Em 1995, já regressado do meu primeiro trabalho de campo em Moçambique, enquanto tentava terminar a escrita da minha tese de mestrado fui trabalhar na Comissão dos Descobrimentos (CNCDP), quando António Manuel Hespanha substituiu Vasco da Graça Moura como Comissário-Geral. Foi então que conheci Rui Pereira, ali uma figura proeminente, e que logo me pareceu ser uma das hastes da tripeça que suportara o até frenético, entusiástico e tão competente exercício da casa, articulando com Graça Moura e o comissário-adjunto, Faria Paulino -  que também estava de saída da instituição -, o qual era um excelente produtor cultural, literalmente reverenciado pelo pessoal técnico. E foi relevante o que aconteceu no período subsequente: Hespanha surgiu com um projecto um pouco diferenciado, recorrendo uma historiografia mais contemporânea, atenta - e nisso sedimentada - a visões mais críticas de analíticas, mas sem abdicar da espectacularidade exigível àquela função comemorativa. E optou por uma direcção mais colegial, nela integrando historiadores (e não só) de excelência dotados de funções executivas.

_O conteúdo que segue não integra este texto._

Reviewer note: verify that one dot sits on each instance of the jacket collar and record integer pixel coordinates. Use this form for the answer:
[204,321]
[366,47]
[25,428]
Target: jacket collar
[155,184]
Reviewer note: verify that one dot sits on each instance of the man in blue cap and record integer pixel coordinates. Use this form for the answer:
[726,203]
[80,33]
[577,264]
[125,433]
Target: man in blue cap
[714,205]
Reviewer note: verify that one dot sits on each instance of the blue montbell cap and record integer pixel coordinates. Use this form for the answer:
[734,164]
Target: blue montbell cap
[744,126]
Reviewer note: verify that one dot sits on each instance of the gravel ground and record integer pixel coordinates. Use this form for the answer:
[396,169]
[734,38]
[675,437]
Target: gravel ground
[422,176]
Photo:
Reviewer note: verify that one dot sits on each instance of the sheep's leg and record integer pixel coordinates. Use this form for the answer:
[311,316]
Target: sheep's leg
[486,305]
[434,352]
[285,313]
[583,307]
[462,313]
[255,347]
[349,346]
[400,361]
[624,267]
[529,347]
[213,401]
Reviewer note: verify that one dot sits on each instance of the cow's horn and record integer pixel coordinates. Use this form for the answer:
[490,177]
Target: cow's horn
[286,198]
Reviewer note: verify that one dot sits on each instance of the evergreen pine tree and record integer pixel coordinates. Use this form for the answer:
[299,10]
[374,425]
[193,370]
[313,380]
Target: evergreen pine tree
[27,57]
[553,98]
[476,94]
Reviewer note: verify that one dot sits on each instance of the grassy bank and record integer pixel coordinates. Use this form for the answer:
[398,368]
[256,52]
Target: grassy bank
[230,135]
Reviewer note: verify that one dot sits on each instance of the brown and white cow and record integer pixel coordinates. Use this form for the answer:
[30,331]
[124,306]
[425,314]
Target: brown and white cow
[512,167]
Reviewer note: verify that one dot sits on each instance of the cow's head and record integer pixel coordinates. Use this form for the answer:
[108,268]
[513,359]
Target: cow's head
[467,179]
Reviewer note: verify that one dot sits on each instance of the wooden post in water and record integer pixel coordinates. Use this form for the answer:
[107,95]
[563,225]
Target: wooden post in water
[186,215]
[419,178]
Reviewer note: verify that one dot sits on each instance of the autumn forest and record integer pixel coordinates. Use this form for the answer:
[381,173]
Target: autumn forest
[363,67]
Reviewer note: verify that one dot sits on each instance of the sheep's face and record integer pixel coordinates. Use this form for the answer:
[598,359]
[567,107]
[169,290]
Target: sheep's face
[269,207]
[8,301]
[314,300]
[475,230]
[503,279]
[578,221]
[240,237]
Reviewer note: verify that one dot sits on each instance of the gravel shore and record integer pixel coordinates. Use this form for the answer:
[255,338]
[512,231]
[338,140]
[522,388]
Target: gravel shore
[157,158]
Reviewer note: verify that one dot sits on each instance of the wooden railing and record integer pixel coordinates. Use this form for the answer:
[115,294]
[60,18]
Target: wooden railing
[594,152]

Ora nessa transição, implicando um diferente modus faciendi, Rui Pereira manteve-se como elemento fundamental - tal como veio a acontecer com o comissário seguinte, Joaquim Romero de Magalhães -, o que sublinha a sua extrema capacidade intelectual, de planificação e execução. E se disso memória física seja necessária, para o comprovar está aí a belíssima e rica colecção da revista "Oceanos", verdadeiro ex-libris da instituição, a qual ele continuou a dirigir, entre várias outras tarefas.* 

Lembro-me da minha expectativa ao ser-lhe apresentado naquele final de 1995, e de no momento me ter imbuído, até involuntariamente, de um estatuto de mais-novo, de interesse respeitoso, até cerimonioso. Rui Pereira impressionava, pois na sua robustez e vigor era também um indivíduo bem apessoado, e sobre tudo isso era notório ser alguém cioso do seu espaço face aos homens, nisso desprovido de "falas mansas" e falsas amabilidades, tão típicas dos corredores institucionais. E assim, mesmo sendo eu também antropólogo, em investigação sobre Moçambique e da mesma geração - pois apenas meia dúzia de anos nos apartavam -, deu-me as duas braçadas de distância do tratamento na terceira pessoa. É certo que tratava com essa frieza respeitosa a maioria dos funcionários, tal como era evidente que o acolhimento a quem chegava com a nova direcção (mesmo sendo eu apenas um técnico) era cuidadoso - até pela transição política que então acontecia -, e talvez tivesse laivos da alguma relutância, até rivalidade (?), que então assomava entre os antropólogos oriundos da Nova (como ele) e do ISCTE (como eu). Mas a tal "terceira pessoa" marcava, acima de tudo, o curial relacionamento professor-aluno, o cada um no seu estrado que entendeu apropriado para a nossa interlocução.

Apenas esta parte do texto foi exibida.